1847, The Woolwich Building Society was founded.

21/12/1844. A group of unemployed workers in the mill-town of Rochdale, Lancashire, formed the first Co-operative shop in Toad (T’owd) Lane. They called themselves the Rochdale Pioneers, and soon had 50 members. Each member received a dividend, or share, of the shop’s profits. It cost one shilling to join.

1836, The Birmingham and Midland Bank (later Midland, then HSBC) was founded.

31/8/1835, The Great Western Railway Act of Incorporation was passed.

1834, The National Provincial Bank (later National Westminster) was founded.

1833, The London and Westminster Bank (later National Westminster) was founded.

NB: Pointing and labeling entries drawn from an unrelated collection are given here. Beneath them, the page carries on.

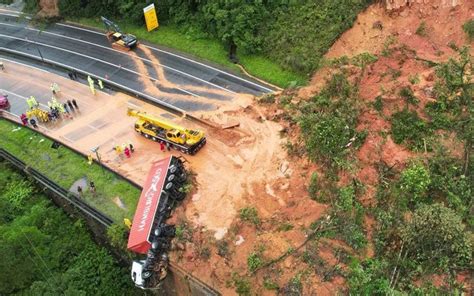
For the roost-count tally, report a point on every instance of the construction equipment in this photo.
(157, 129)
(119, 39)
(149, 233)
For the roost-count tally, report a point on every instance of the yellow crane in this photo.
(159, 130)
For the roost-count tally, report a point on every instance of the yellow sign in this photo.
(150, 17)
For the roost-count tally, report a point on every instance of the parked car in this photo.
(4, 103)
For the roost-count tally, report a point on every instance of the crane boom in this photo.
(155, 128)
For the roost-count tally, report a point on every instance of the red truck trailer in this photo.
(149, 233)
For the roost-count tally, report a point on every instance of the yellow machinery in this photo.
(157, 129)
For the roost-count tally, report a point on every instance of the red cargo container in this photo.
(139, 239)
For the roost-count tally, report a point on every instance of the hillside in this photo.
(380, 141)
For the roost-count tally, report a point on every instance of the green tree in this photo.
(414, 183)
(236, 23)
(435, 238)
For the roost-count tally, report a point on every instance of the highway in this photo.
(166, 76)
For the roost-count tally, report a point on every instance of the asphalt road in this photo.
(90, 51)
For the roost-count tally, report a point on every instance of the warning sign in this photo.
(150, 17)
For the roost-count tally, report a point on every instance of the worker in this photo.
(33, 101)
(70, 105)
(127, 223)
(90, 80)
(92, 187)
(24, 119)
(126, 151)
(28, 101)
(92, 88)
(33, 123)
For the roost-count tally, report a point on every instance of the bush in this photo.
(409, 129)
(250, 214)
(328, 122)
(435, 238)
(468, 27)
(422, 30)
(254, 261)
(414, 183)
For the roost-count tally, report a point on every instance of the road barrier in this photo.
(178, 281)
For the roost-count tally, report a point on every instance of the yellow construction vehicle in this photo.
(159, 130)
(119, 40)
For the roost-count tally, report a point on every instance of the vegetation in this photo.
(469, 29)
(65, 167)
(38, 252)
(328, 122)
(409, 129)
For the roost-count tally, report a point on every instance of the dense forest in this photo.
(293, 33)
(45, 252)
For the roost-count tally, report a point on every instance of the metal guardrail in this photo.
(70, 197)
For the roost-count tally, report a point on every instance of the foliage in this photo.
(368, 278)
(299, 34)
(434, 237)
(414, 183)
(468, 27)
(235, 22)
(450, 184)
(46, 253)
(328, 122)
(250, 214)
(378, 103)
(407, 94)
(313, 187)
(117, 234)
(65, 166)
(241, 284)
(409, 129)
(422, 30)
(254, 261)
(293, 34)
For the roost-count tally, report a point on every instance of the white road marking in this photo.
(92, 58)
(178, 56)
(163, 103)
(25, 65)
(121, 52)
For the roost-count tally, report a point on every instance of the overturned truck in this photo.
(149, 233)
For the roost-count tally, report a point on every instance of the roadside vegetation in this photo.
(45, 252)
(423, 211)
(282, 42)
(65, 167)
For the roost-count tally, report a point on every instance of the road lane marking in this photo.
(25, 65)
(121, 52)
(89, 57)
(148, 97)
(178, 56)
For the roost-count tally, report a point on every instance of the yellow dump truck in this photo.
(159, 130)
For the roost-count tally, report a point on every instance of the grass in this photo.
(66, 166)
(208, 49)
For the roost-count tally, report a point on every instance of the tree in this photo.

1832, Kendals department store, Manchester, was established.

13/9/1826, Anthony Drexel, US banker, was born (died 30/6/1893).

22/4/1823, The Baltic Exchange, London, was established, as the Baltic Club.

24/2/1822, Thomas Coutts, founder of Coutts bank, died (born 7/9/1735).

13/12/1816, Ernst Werner von Siemens, founder of the electrical engineering giant Siemens in 1847, was born.

1813, Harvey Nichols department store, London, was established.

15/2/1812, Charles Tiffany, founder of the eponymous US jewellery shop chain, was born.

15/3/1811. The Austrian state was bankrupt, due to inflation caused by soaring military expenditure.

1810, Heals department store, London, was established.

18/1/1800. The Banque De France was established, under Napoleon Bonaparte, to finance the war.

17/5/1792, 24 merchants met in Wall Street, New York, to set up the New York Stock Exchange.

1778, Debenhams department store, London, was established.

1/8/1778. The first savings bank opened, in Hamburg.

5/12/1766, Christies auctioneers held their first sale.

25/12/1762, Barings Bank was founded in London, UK.

23/2/1743, Meyer Rothschild, founder of the banking dynasty, was born in Germany.

7/9/1735, Thomas Coutts, founder of Coutts bank, was born (died 24/2/1822).

3/2/1730, The London Daily Advertiser published the first ever Stock Exchange quotations.

4/10/1713, Sir Francis Child, English banker, died (born 1642).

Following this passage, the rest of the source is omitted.